More serious academic historians, even among conservative evangelicals, find no comfort in the mythology Barton and his promoters are peddling. "Books like that [make] Christian scholarship look bad," argued Warren Throckmorton, an evangelical professor of psychology at Grove City College in Pennsylvania. "If that's what people are passing off as Christian scholarship, there are claims in there that are easily proved false." In fact, Throckmorton and his colleague, Michael Coulter, were so disturbed by The Jefferson Lies that they decided to author a response in the form of a book titled Getting Jefferson Right: Fact Checking Claims About Our Third President.

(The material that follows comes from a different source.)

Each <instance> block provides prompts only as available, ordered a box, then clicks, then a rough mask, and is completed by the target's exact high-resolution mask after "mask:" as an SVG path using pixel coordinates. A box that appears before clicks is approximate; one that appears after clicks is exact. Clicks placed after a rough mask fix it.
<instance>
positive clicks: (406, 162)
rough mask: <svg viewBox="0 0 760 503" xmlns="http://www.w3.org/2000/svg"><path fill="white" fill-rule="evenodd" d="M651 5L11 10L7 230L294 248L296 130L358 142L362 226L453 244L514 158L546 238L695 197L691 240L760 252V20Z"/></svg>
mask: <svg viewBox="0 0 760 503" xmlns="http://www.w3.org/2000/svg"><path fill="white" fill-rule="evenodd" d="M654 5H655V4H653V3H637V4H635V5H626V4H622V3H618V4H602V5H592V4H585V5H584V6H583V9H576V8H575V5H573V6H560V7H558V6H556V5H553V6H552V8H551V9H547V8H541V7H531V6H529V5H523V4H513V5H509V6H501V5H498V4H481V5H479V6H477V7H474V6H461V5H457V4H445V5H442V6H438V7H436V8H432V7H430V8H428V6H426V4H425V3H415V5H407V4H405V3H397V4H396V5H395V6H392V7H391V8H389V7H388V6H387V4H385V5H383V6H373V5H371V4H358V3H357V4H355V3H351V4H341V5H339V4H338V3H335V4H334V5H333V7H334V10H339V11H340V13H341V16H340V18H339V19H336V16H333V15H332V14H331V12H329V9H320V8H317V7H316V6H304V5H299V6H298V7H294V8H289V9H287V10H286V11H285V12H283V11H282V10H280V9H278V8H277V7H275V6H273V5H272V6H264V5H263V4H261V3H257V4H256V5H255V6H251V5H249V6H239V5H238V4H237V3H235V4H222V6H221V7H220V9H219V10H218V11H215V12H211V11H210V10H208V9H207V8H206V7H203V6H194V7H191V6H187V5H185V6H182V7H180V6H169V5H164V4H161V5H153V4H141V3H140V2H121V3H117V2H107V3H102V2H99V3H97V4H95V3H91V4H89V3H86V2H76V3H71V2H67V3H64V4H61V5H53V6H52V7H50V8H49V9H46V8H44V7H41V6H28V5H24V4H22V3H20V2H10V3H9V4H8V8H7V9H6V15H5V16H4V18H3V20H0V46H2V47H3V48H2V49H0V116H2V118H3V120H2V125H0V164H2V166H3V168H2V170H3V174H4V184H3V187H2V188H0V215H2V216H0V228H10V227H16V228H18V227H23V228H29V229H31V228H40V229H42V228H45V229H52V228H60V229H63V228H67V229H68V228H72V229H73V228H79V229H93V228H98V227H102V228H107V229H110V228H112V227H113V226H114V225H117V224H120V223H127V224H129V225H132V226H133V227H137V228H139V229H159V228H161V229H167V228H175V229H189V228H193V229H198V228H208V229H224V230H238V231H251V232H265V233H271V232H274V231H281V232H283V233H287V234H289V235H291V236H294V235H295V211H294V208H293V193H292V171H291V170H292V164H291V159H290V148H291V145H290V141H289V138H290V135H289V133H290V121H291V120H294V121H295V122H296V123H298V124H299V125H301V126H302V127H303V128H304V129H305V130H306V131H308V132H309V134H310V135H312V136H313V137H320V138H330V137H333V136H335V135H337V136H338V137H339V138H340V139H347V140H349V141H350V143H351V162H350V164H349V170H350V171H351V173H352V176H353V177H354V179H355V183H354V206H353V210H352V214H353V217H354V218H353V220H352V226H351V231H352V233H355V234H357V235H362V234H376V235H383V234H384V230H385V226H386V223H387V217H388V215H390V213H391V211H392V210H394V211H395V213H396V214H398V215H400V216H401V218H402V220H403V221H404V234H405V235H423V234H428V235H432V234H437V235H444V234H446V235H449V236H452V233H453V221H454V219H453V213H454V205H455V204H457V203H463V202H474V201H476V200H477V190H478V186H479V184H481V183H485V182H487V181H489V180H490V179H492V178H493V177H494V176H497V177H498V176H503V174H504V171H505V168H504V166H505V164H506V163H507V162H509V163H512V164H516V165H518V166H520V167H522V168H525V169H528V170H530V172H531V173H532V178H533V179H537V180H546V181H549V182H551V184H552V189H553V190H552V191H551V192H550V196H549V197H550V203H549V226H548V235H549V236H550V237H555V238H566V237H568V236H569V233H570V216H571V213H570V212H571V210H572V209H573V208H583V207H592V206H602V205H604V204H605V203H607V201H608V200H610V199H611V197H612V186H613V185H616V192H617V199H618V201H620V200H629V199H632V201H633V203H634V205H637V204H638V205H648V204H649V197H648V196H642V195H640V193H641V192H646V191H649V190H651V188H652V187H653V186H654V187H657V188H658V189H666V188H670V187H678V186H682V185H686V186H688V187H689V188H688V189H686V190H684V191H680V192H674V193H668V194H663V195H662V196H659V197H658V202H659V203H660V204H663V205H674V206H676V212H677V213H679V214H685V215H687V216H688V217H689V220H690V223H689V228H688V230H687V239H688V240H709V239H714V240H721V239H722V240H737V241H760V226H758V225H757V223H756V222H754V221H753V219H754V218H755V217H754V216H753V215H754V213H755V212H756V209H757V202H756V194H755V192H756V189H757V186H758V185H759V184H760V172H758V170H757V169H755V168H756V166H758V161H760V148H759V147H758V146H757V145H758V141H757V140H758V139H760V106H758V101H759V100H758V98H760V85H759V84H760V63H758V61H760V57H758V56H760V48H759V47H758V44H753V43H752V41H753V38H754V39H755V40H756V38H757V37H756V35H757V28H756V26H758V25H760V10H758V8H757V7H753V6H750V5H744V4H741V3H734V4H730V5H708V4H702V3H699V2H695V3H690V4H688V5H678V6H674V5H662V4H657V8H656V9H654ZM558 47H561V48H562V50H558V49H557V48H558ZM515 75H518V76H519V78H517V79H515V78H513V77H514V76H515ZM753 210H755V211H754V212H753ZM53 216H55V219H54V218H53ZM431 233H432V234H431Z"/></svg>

Unfortunately, the Barton saga is all too typical of the Tea Party ethos -- one that many in the mainstream media have frequently given a free pass. (Consider the fact that CNN, which considers itself to be an unbiased news source, co-sponsored a Republican debate with the organization -- all but inviting a conservative rewrite of history whenever convenient.) Remember that the person the Tea Party movement picked to represent it nationally in opposition to President Barack Obama's 2011 State of the Union Address, Rep. Michele Bachmann (R-MN), insisted that the famous "shot heard around the world in Lexington and Concord," credited with beginning the American Revolution, was fired in New Hampshire, not Massachusetts. She was also under the impression that "the very founders that wrote" the U.S. Constitution "worked tirelessly until slavery was no more in the United States," even though they agreed to extend it. Furthermore, she credited something she called the "Hoot-Smalley Tariff," allegedly passed by former President Franklin Delano Roosevelt, with responsibility for the Great Depression, despite the facts that the 1930 Smoot-Hawley Tariff was actually passed under Republican President Herbert Hoover and that the Great Depression was already in full swing when President Roosevelt assumed office in the spring of 1933.

Of course, the modern conservative movement has long evidenced a stubborn disdain not merely for honest history but also for knowledge itself.